Jurak looked at him warily.

“By the treaty signed between us, I and an appropriate escort have the right to traverse your territory, though I would prefer if I did so as an invited guest who has received your permission.”

“My permission?” Jurak laughed softly.

“This is, after all, your land.”

“By your sufferance.”

“I wish you saw it differently.”

“How can I?” There was an audible sigh. “You humans, how can you know what I think? You know nothing of the world I came from, where we were the sole masters. The things I knew there, about the history of our greatness, the half-formed knowledge I still carry of weapons that could sweep you away in a single day, but which I do not understand how to make. Tell me, on your old world, did you not have nations that subjugated and annihilated others solely because they could?”

Vincent did not answer.

“I see that here now.

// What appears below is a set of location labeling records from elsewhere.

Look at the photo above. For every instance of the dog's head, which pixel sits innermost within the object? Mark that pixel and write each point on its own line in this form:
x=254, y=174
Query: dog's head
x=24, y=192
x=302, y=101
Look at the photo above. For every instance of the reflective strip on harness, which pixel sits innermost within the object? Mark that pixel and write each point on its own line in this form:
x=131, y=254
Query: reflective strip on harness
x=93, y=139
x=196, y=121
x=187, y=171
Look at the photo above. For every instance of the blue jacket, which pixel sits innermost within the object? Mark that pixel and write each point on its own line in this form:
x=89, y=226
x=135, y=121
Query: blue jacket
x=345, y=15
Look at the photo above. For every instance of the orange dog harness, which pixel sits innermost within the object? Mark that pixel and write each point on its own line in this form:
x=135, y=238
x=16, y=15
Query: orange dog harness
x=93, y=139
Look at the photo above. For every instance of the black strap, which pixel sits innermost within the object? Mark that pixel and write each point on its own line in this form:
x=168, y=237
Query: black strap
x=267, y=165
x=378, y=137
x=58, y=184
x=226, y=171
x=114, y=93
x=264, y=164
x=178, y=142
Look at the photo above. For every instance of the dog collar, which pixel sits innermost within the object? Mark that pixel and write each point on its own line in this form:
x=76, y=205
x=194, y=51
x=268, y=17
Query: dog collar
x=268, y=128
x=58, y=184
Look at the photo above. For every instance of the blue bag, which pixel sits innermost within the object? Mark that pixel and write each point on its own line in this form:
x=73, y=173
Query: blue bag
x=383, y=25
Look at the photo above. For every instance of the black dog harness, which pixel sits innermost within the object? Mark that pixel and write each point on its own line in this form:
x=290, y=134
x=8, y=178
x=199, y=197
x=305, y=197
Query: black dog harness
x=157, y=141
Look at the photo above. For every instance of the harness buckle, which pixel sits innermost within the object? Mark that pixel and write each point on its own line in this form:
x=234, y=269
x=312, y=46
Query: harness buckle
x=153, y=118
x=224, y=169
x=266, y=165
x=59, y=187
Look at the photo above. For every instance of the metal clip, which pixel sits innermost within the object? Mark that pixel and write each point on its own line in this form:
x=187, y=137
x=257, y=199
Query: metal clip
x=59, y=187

No matter what your intentions, your sense of honor, as you call it-the fact that you and I can in some way respect each other as two former enemies-will not change the inevitable. I know how such things must always end.”

Vincent sadly shook his head. “The better angels of our nature,” he whispered.

“What?”

“A saying by our president back home, the one this young officer”-he nodded toward Abraham-“was named after. He once said that. I wish we could be touched by that now, Jurak.”

But then he pointed at the revolver still in the Qar Qarth’s hand.

“If that, and what it implies, does not unravel everything.”

Without waiting for a reply, he turned away and walked to his mount.

Abraham remained where he was for a few seconds longer, looking at the two.

Garva was rigid, gaze fixed on Hawthorne’s back, and he sensed that if the revolver had been in this one’s hand, Vincent might very well be dead. Garva, realizing he was being watched, looked over at Abraham.

“There will be a day,” he hissed, and then turned away.

Vincent looked next at Jurak, but could not read him. Wondering how to withdraw, he hesitated for an instant, then simply came to attention and saluted.

Jurak, a flicker of a smile again on his face, nodded. “At least I will say this,” he said slowly, “your General Hawthorne has the spirit of a warrior, and I believe that in his heart, he knows us and sees the tragedy of all that was and all that shall be.”

“And what, sir, will you do in reply?” Abraham asked.

“Do? Survive, human, survive.” Jurak turned and walked away.

Abraham came up to Vincent’s side and gently helped him to mount, then swung into his own saddle.

“There’s going to be a war, isn’t there, sir?” he asked.

Vincent, saying nothing, rode back to where the regiment was digging in for the night’s encampment.

Abraham looked toward the bloodred setting sun that hung low on the horizon, the vast, empty steppes bathed in its bloody light. Strange, it was such a beautiful sight, even though it was filled with foreboding.

A random thought came to him. He wondered where his friends Richard and Sean were. Perhaps, out on the vast open sea, such a sunset was indeed a sailor’s delight; a portent of at least one more day of peace.